Der Vorstand gibt sich eine Geschäftsordnung, die das Nähere regelt.


§ 10 Geschäftsführendes Vorstandsmitglied

Das geschäftsführende Vorstandsmitglied verantwortet den laufenden Geschäfts-betrieb und ist im Rahmen der Satzung, der Geschäftsordnung und des Wirtschaftsplans befugt, alle Handlungen vorzunehmen, die zur Erreichung des Vereinszwecks erforderlich sind.


§ 11 Arbeitsrecht

Der Verein stellt zur Erfüllung seiner satzungsmäßigen Aufgaben Mitarbeiterinnen und Mitarbeiter an.

Die Rechte der Mitarbeiter / Mitarbeiterinnen bestimmen sich – bei Mitgliedschaft nach § 1 Ziffer 3 dieser Satzung – nach den Arbeitsvertragsrichtlinien des Diakonischen Werkes der EKD in Deutschland ( AVR-Fassung EKD) oder der jeweiligen Fassung der Arbeitsrechtlichen Kommission und ihres Schlichtungsausschusses Landeskirche und Diakonie Württemberg ( AVR Württemberg).


§ 12 Fachbeirat

Der Vorstand kann bei Bedarf einen projektbezogenen, beratenden Fachbeirat einrichten.

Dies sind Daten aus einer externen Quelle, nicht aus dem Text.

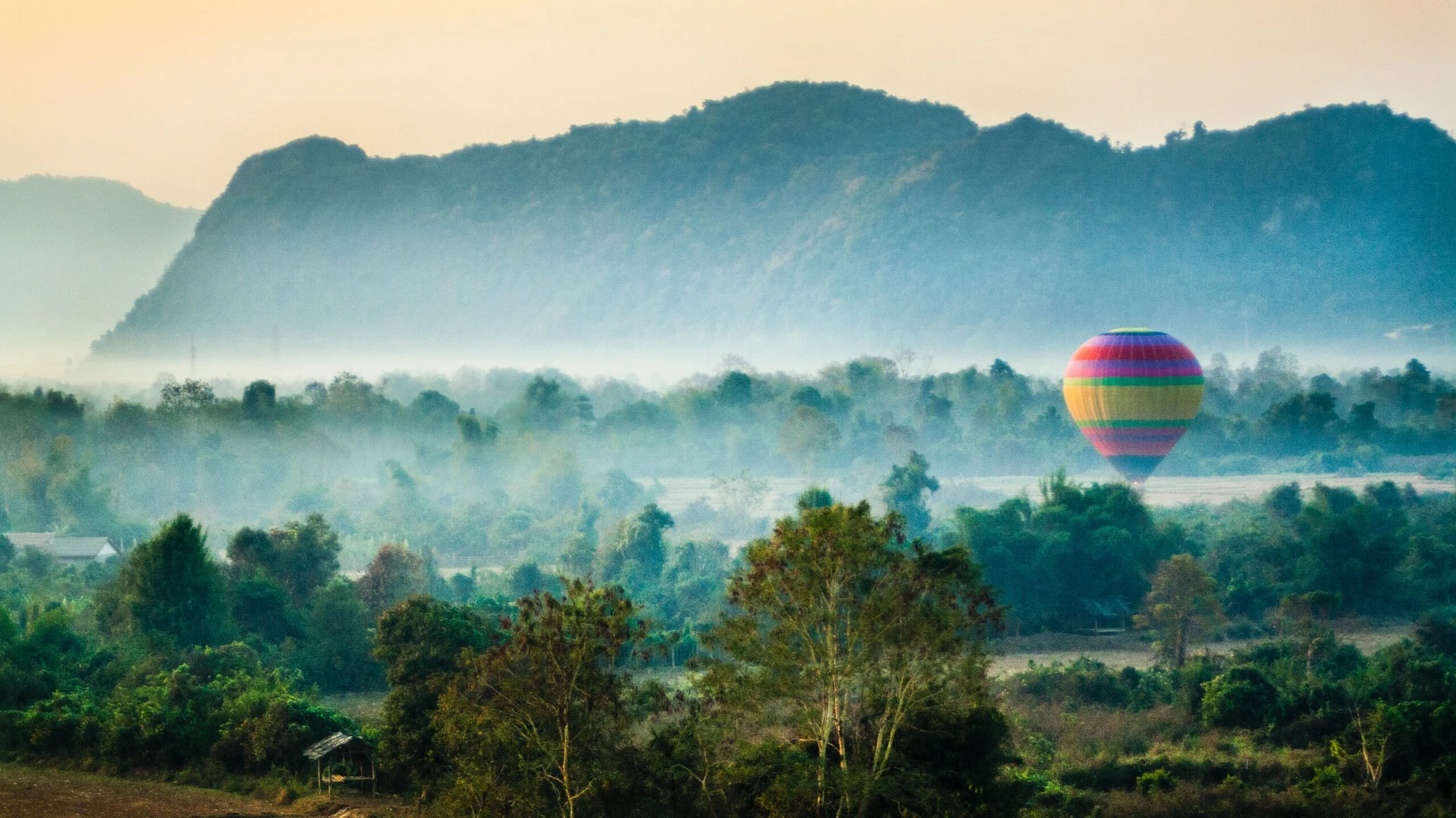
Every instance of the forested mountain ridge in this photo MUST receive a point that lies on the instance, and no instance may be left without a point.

Die Mitgliederversammlung ist in der darauffolgenden Mitgliederversammlung darüber zu informieren.


§ 13 Finanzen

Der Verein kann zur Erfüllung seiner satzungsmäßigen Aufgaben Leistungsentgelte und/oder Gebühren erheben. Er ist bestrebt, entsprechende Vereinbarungen mit Kostenträgern abzuschließen. Weitere Mittel zur Aufgabenerfüllung können z.B. Zuwendungen der Träger der Freien Wohlfahrtspflege und der öffentlichen Hand, Geld- und Sachspenden, Bußgelder, Nachlässe, Stiftungen etc. sein.


§ 14 Auflösung

1. Die Auflösung des Vereins kann nur in einer Mitgliedersammlung mit der Mehrheit von 3/4 der abgegebenen gültigen Stimmen beschlossen werden. Mindestens 3/4 der Vollmitglieder müssen anwesend sein. Kommt wegen der nicht ausreichenden Zahl anwesender Mitglieder kein Beschluss zustande, so ist eine erneute Mitgliederversammlung einzuberufen, die ohne Rücksicht auf die Zahl der erschienenen Mitglieder mit der Mehrheit von 3/4 der der abgegebenen gültigen Stimmen entscheidet. In der Einladung ist darauf hinzuweisen. Soweit die Mitgliederversammlung nicht besondere Liquidatoren bestellt, werden die vertretungsberechtigen Vorstandsmitglieder einzeln vertretungsberechtigte Liquidatoren. Diese haben die laufenden Geschäfte abzuwickeln und das verbleibende Vermögen festzustellen.

2. Bei Auflösung oder Aufhebung des Vereins fällt das Vermögen an das Diakonische Werk der evang. Kirche in Württemberg e.V., das es ausschließlich und unmittelbar für die Hospizarbeit im Landkreis Göppingen zu verwenden hat. Werden die Vereinsaufgaben gem. § 2 in einer neuen Rechtsform fortgeführt, ist das Vermögen hierfür zu verwenden.

Errichtet am 20.01.2004, geändert am 04.08.2004 und in der obigen Form am 08.08.2007 neu gefasst.